Francesco Bisetto, segretario sindacale Anmdo, ha ricordato i nodi principali, che sono tutti sfide di sistema, per l’appunto: “la necessità di definire rapporti di responsabilità, regolamentare meglio i rapporti tra centri hub e spoke, valorizzare anche dal punto di vista economico il lavoro di teleconsulenza e standardizzare i processi sono tra i problemi che restano aperti – ha ripercorso – Adesso abbiamo a disposizione strumenti molto potenti per cercare di affrontarli e risolverli”.
A tutto questo si accompagnano anche rischi per quanto riguarda gli aspetti etici, visto che al momento si tratta di un mondo ancora privo di linee guida omogenee: “In questo momento in Europa non esiste alcuna regolamentazione sull’intelligenza artificiale, sia a scopo terapeutico sia decisionale”, ha ricordato Barbara Meini della Sifo e dell’Azienda Usl Toscana Sud Ovest. Nel Vecchio Mondo, solo la Germania ha approvato l’immissione in commercio di sei terapie digitali. “Come Sifo chiediamo che queste terapie digitali trovino presto una loro regolamentazione, capendo se si tratta di farmaco e dispositivi medici, per esempio”. Il ruolo del farmacista sarà cruciale, sia per la distribuzione sia per l’utilizzo delle terapie digitalizzate sia come supporto per definire percorsi che tutelino i pazienti e i loro dati.

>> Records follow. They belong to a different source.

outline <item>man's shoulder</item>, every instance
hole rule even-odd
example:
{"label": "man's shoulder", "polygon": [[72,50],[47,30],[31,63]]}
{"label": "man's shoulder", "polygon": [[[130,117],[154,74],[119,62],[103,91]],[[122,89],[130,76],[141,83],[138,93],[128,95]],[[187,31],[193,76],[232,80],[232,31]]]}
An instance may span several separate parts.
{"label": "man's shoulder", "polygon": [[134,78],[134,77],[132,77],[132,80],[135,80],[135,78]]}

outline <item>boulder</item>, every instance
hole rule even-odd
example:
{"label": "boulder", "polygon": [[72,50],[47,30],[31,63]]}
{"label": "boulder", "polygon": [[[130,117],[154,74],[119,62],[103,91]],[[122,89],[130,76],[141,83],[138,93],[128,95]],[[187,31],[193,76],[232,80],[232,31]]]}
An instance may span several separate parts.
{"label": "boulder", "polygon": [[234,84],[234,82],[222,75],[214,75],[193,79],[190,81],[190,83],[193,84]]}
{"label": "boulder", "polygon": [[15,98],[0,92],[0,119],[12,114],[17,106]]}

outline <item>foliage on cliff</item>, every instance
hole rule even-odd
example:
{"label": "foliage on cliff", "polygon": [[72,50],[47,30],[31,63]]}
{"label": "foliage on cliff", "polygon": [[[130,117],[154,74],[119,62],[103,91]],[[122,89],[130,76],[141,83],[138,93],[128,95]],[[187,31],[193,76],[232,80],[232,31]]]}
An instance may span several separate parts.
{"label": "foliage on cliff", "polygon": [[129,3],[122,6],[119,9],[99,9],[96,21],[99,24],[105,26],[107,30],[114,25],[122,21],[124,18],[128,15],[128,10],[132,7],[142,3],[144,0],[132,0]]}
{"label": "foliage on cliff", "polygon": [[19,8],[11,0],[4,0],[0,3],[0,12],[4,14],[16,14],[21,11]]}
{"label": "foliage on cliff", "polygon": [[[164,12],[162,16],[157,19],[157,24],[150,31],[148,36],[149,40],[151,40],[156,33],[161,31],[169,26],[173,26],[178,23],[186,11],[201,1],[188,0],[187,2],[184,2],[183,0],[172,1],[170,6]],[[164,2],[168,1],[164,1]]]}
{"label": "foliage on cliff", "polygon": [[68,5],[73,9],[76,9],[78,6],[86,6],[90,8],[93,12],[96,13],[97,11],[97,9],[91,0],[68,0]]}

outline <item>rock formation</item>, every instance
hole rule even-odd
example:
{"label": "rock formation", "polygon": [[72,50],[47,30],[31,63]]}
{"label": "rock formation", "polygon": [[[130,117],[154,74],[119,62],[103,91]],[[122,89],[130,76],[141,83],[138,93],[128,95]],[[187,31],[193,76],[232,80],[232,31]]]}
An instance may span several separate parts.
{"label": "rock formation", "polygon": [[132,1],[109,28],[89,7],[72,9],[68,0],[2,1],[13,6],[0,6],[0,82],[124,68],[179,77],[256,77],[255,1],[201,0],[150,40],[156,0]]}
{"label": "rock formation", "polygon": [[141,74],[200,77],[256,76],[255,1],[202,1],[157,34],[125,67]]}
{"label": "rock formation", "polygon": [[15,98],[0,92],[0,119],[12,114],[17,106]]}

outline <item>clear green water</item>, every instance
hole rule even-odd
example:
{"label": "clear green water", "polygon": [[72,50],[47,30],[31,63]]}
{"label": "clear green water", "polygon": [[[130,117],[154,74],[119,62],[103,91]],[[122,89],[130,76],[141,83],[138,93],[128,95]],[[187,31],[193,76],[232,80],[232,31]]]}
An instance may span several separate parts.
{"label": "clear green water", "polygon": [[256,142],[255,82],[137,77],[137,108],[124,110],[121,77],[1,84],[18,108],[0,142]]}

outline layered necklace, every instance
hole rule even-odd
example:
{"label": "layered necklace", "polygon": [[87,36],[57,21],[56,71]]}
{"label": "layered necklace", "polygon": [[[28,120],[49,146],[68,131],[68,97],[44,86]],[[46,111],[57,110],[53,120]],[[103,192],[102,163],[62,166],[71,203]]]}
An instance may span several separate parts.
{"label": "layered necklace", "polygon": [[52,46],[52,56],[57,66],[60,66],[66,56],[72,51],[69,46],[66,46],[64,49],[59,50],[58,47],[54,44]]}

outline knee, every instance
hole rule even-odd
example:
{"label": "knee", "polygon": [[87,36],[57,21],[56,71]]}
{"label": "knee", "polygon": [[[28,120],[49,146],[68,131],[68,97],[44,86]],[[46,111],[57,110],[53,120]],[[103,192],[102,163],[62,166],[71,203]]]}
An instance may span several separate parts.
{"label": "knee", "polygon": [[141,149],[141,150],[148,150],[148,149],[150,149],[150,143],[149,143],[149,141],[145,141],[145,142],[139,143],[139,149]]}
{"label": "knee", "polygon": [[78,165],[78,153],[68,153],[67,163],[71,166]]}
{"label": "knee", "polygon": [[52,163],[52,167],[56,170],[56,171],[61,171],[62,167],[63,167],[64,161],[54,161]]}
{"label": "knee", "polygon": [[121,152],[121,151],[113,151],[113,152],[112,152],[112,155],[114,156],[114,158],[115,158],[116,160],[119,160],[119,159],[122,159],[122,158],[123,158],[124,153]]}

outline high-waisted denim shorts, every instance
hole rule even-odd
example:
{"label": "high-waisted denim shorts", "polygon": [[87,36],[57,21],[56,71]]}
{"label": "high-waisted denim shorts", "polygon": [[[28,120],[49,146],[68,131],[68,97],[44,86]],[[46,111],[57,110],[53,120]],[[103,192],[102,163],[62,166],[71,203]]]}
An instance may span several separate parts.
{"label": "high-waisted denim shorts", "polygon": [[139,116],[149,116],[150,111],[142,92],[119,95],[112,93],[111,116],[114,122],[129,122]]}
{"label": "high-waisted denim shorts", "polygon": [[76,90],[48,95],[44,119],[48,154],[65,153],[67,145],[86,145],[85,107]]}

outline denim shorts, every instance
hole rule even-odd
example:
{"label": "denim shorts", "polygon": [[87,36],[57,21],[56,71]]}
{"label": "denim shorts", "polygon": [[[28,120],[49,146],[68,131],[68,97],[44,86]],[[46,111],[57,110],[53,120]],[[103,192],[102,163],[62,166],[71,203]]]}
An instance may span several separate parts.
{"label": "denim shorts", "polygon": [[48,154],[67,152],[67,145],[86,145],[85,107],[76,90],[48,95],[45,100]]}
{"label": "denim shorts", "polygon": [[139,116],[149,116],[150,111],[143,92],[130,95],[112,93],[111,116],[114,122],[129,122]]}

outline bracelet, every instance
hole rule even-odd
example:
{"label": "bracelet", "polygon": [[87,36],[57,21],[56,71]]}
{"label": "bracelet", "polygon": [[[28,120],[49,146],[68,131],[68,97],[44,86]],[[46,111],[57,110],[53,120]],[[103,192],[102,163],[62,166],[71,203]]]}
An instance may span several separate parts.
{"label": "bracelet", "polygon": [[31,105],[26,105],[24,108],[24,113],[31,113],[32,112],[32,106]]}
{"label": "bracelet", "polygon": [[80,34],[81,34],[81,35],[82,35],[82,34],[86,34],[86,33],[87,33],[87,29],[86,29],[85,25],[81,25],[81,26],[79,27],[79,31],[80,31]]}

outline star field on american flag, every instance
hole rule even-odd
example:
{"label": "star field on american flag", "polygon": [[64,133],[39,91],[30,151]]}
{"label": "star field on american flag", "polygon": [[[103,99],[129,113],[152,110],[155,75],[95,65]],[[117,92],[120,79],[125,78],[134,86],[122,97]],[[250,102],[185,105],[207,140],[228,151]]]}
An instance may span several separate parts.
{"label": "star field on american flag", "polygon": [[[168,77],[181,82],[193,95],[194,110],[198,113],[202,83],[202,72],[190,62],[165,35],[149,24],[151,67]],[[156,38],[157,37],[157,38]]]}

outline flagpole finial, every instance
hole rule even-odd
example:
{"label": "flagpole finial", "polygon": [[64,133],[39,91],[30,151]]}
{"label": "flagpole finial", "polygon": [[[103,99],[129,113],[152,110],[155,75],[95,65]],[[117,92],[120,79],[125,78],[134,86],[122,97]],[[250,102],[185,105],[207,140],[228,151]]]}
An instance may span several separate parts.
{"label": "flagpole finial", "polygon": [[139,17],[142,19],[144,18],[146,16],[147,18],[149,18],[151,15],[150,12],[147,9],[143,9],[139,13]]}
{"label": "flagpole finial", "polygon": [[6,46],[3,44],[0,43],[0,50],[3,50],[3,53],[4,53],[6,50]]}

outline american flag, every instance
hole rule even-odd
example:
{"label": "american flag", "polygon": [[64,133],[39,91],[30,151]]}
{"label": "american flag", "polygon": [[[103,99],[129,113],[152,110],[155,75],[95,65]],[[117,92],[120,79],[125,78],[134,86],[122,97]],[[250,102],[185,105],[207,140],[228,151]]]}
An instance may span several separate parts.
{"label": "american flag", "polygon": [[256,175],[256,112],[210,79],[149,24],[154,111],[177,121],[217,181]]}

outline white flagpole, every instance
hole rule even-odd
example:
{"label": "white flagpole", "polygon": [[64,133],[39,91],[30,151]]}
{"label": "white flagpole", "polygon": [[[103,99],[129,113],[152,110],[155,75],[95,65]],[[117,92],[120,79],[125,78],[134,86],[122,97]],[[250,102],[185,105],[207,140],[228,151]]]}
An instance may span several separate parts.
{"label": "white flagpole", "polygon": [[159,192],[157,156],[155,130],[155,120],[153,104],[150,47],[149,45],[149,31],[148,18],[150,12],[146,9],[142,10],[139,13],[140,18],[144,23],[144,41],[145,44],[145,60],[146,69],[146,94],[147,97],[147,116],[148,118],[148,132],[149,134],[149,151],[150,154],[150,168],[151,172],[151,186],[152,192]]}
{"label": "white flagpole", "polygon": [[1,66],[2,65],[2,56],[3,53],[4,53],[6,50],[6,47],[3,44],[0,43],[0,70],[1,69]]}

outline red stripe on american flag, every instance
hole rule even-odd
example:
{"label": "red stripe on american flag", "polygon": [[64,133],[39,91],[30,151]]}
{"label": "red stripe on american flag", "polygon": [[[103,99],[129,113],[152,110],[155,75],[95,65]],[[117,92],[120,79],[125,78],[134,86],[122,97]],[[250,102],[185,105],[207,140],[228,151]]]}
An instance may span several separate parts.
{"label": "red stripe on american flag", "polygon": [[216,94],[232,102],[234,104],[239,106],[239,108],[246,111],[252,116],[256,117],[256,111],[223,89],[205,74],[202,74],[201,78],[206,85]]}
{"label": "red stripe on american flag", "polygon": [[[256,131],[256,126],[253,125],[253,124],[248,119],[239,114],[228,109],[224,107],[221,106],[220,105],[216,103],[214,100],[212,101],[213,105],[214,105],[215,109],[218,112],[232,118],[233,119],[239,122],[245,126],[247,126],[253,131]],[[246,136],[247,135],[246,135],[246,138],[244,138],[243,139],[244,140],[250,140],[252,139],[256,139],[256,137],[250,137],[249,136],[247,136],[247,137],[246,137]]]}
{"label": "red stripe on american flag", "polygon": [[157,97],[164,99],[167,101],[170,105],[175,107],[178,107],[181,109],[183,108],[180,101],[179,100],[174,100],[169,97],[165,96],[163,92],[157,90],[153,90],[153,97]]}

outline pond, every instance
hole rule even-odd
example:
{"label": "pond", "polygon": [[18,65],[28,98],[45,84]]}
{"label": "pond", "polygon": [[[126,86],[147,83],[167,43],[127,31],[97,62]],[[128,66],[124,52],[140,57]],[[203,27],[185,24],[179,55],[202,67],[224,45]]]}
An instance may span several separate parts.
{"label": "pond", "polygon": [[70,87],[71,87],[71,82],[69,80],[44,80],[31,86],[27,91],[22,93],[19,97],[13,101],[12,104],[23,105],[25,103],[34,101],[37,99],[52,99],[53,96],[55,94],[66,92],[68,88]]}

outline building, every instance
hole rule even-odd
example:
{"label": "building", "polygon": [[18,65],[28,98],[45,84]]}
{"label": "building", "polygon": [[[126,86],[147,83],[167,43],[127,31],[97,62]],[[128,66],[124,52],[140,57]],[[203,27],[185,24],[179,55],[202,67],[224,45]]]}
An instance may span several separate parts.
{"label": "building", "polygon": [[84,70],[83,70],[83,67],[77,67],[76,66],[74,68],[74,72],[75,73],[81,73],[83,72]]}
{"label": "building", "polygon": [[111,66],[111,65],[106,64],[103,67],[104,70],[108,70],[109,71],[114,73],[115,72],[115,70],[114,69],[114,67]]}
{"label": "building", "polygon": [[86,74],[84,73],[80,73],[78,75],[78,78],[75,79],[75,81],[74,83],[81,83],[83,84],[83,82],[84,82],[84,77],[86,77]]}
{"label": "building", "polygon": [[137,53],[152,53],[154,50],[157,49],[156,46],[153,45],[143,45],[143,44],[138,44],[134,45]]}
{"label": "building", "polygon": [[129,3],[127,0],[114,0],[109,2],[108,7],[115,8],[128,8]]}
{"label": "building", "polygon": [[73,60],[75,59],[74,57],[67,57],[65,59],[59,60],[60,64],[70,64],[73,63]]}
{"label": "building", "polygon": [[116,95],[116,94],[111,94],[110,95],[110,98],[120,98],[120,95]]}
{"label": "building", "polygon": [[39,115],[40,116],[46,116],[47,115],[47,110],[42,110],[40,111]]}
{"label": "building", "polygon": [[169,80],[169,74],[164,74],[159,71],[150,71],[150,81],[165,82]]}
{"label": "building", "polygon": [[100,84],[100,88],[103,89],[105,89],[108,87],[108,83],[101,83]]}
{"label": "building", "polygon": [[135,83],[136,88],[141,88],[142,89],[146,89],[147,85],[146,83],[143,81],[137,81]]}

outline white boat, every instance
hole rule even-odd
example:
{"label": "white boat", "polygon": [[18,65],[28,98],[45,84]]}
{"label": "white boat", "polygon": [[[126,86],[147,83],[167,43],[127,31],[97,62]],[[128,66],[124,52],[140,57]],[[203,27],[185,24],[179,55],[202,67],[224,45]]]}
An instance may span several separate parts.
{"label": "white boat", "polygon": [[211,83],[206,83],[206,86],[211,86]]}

Tutti gli esperti hanno concordato sulla necessità di intervenire sulle competenze dei clinici, prima ancora che sulle abitudini dei pazienti, definendo regole e standard comuni in tutto il territorio nazionale per limitare la frammentazione regionale e garantire a tutti cure sempre più personalizzate e trattamenti gestibili indipendentemente dal luogo fisico in cui si trova il paziente.